Markup technology has a long and rich history. In the 1960s, while developing an integrated document storage, editing, and publishing system at IBM, Charles Goldfarb, Edward Mosher, and Raymond Lorie devised a text-based markup format. It extended the concepts of generic coding (block-level tagging that was both machine-parsable and meaningful to human authors) to include formal, nested elements that defined the type and structure of the document being processed. This format was called the Generalized Markup Language (GML). GML was a success, and as it was more widely deployed, the American National Standards Institute (ANSI) invited Goldfarb to join its Computer Languages for Text Processing committee to help develop a text description standard-based GML. The result was the Standard Generalized Markup Language (SGML). In addition to the flexibility and semantic richness offered by GML, SGML incorporated concepts from other areas of information theory; perhaps most notably, inter-document link processing and a practical means to programmatically validate markup documents by ensuring that the content conformed to a specific grammar. These features (and many more) made SGML a natural and capable fit for larger organizations that needed to ensure consistency across vast repositories of documents. By the time the final ISO SGML standard was published in 1986, it was in heavy use by bodies as diverse as the Association of American Publishers, the U.S. Department of Defense, and the European Laboratory for Particle Physics (CERN).

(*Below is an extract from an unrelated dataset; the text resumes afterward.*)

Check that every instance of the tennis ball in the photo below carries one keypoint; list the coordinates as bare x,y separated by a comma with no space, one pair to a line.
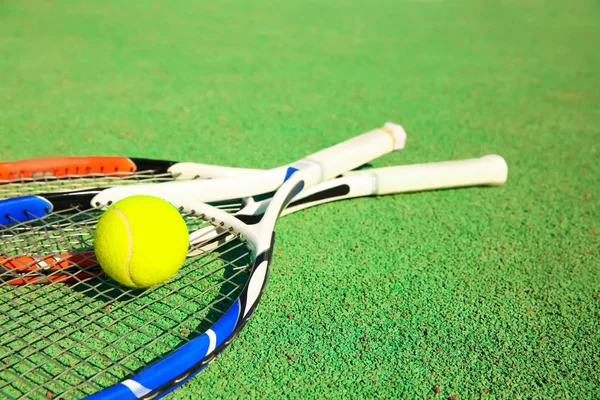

In 1990, while developing a linked information system for CERN, Tim Berners-Lee hit on the notion of creating a small, easy-to-learn subset of SGML. It would allow people who were not markup experts to easily publish interconnected research documents over a network—specifically, the Internet. The Hypertext Markup Language (HTML) and its sibling network technology, the Hypertext Transfer Protocol (HTTP) were born. Four years later, after widespread and enthusiastic adoption of HTML by academic research circles throughout the globe, Berners-Lee and others formed the World Wide Web Consortium (W3C) in an effort to create an open but centralized organization to lead the development of the Web.
Without a doubt, HTML brought markup technology into the mainstream. Its simple grammar, combined with a proliferation of HTML-specific markup presentation applications (web browsers) and public commercial access to the Internet sparked what can only be called a popular electronic markup publishing explosion. No longer was markup solely the domain of information technology specialists working with complex, mainframe-based publishing tools inside the walls of huge organizations. Anyone with a home PC, a dial-up Internet account, and patience to learn HTML’s intentionally forgiving syntax and grammar could publish his own rich hypertext documents for the rest of the wired world to see and enjoy.
HTML made markup popular, but it was a single, predefined grammar that only indicated how a document was to be presented visually in a web browser. That meant much of the flexibility offered by markup technology, in general, was simply lost. All the markup reliably communicated was how the document was supposed to look, not what it was supposed to mean. In the mid-1990s, work began at the W3C to create a new subset of SGML for use on the Web—one that provided the flexibility and best features of its predecessor but could be processed by faster, lighter tools that reflected the needs of the emerging web environment. In 1996, W3C members Tim Bray and C. M. Sperberg-McQueen presented the initial draft for this new “simplified SGML for Web”—the Extensible Markup Language (XML). Two years later in 1998, after much discussion and rigorous review, the W3C published XML 1.0 as an official recommendation.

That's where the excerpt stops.